Today is day seven. The major question circulating through my mind is "where is the aid?". Two days ago was the first time that any aid was evident. Prior to that, three doctors, five other teachers, and myself were the only ones providing triage treatment to hundreds, if not thousands, of patients at the largest hospital in Port-au-Prince; L'Hôpital général. Amputations were being carried out outside on the ground, as the aftershocks continued to threaten the stability of the hospital. All patients were without antibiotics, painkillers, or anesthetic. Bulldozers drove past us, scooping up corpses, and dumped them into dump trucks to be disposed of without identification or proper burial.

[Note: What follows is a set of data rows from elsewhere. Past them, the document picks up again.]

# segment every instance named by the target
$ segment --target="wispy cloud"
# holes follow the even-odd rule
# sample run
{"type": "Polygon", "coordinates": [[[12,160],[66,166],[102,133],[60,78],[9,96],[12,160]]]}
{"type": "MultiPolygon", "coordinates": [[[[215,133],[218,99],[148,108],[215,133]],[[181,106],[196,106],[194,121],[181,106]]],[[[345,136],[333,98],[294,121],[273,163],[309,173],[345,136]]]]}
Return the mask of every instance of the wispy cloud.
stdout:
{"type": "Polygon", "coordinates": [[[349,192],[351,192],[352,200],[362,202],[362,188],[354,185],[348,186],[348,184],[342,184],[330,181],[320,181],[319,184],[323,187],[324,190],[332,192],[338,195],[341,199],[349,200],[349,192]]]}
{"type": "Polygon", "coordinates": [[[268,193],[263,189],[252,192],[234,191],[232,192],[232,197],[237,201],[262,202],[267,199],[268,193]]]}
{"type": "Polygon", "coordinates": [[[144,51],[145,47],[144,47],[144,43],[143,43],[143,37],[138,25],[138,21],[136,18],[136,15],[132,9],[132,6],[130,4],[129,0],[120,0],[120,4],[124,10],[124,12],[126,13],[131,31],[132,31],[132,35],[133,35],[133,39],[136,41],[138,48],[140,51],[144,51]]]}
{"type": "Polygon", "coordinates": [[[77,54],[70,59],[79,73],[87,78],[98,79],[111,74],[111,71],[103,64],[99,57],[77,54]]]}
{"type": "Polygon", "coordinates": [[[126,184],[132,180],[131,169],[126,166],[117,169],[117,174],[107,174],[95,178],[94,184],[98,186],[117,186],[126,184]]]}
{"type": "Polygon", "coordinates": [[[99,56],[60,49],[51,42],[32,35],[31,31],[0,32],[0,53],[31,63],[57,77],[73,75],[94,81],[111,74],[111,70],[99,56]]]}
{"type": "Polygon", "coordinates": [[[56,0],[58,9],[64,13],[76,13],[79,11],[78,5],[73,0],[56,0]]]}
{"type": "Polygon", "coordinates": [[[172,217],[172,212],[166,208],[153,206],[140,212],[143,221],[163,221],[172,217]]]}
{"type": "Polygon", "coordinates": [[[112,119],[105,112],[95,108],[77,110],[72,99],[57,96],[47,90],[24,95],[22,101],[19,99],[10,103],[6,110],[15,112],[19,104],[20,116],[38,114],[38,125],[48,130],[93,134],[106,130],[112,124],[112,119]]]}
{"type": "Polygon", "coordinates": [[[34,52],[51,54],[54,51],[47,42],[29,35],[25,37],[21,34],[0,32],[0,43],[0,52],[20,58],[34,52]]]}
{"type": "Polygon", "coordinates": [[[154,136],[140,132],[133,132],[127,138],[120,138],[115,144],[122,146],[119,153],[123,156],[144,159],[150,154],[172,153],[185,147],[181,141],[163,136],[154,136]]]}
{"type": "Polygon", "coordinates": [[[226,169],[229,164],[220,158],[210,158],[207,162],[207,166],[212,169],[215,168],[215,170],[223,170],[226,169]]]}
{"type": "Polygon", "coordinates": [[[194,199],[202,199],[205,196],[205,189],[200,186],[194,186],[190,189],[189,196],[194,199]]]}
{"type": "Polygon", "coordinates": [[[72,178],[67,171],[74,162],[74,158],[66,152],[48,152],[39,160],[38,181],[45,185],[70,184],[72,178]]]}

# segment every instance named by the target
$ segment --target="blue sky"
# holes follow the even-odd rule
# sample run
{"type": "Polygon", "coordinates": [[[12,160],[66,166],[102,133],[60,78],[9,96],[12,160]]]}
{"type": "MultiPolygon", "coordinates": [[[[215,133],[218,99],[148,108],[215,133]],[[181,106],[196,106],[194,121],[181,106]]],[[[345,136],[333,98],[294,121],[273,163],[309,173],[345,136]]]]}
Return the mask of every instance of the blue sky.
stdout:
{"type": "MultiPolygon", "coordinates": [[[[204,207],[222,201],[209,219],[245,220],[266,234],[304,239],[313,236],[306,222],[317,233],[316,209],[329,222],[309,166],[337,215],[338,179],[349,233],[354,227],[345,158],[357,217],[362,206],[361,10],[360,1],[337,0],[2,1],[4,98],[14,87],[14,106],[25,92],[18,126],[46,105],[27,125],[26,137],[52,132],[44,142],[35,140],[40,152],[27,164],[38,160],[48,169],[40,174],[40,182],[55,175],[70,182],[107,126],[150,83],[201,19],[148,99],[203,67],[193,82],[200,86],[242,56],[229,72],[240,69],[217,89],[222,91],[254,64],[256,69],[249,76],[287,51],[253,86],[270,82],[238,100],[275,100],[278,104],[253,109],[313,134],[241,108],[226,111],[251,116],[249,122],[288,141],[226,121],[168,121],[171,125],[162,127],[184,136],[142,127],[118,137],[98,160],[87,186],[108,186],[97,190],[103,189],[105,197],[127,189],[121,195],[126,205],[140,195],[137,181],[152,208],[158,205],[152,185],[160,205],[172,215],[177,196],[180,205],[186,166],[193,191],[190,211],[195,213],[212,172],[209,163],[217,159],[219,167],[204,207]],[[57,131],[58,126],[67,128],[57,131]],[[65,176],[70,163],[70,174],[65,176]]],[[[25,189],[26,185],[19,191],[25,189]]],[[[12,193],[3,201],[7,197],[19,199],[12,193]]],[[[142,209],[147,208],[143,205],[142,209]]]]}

Not a single helicopter was heard until day three. At this point, wounds were becoming greatly infected with gangrene, and the smell of the city became nauseating. From the point of view of our small team, it seemed as though no one cared about the people of Haiti. We could not understand why it was taking so long to get supplies, yet evacuations of wealthy residents were taking place on a large scale. Furthermore, there were plenty of reporters, but no doctors and inadequate supplies. The Canadian and French Red Cross was supplying us with gauze, gloves, and iodine so that we could try to keep wounds clean but it was clearly a situation that was, and remains, out of control, while the intense aftershocks bring down even more homes, schools, churches, hospitals.

Day six brought evidence of medical aid to L'Hôpital général. Partners in Health, Red Cross organizations from around the world, and the International Medical Corps (IMC) began triaging, and organizing surgical assembly lines soon thereafter. Many were lost that could have been saved had relief come earlier, however the aid from NGOs, as well as several Haitian people, provide tinges of hope throughout this devastation.

So, what will happen to Haiti and Haitians? I fear that once the country is no longer in an official state of emergency, much of the aid will be cut off. How quickly we have forgotten about the victims of Hurricane Katrina, the tsunami in Southeast Asia, or the cholera outbreak in Zimbabwe, who continue to require significant amount of aid in the aftermath. Several thousand children will be orphaned from this earthquake, several thousand Haitians will require prosthetic limbs, millions are homeless, without means to potable water or food, and schools and hospitals must be rebuilt. The after effects will be enormous, and we must continue to act and care in order to help heal Haiti.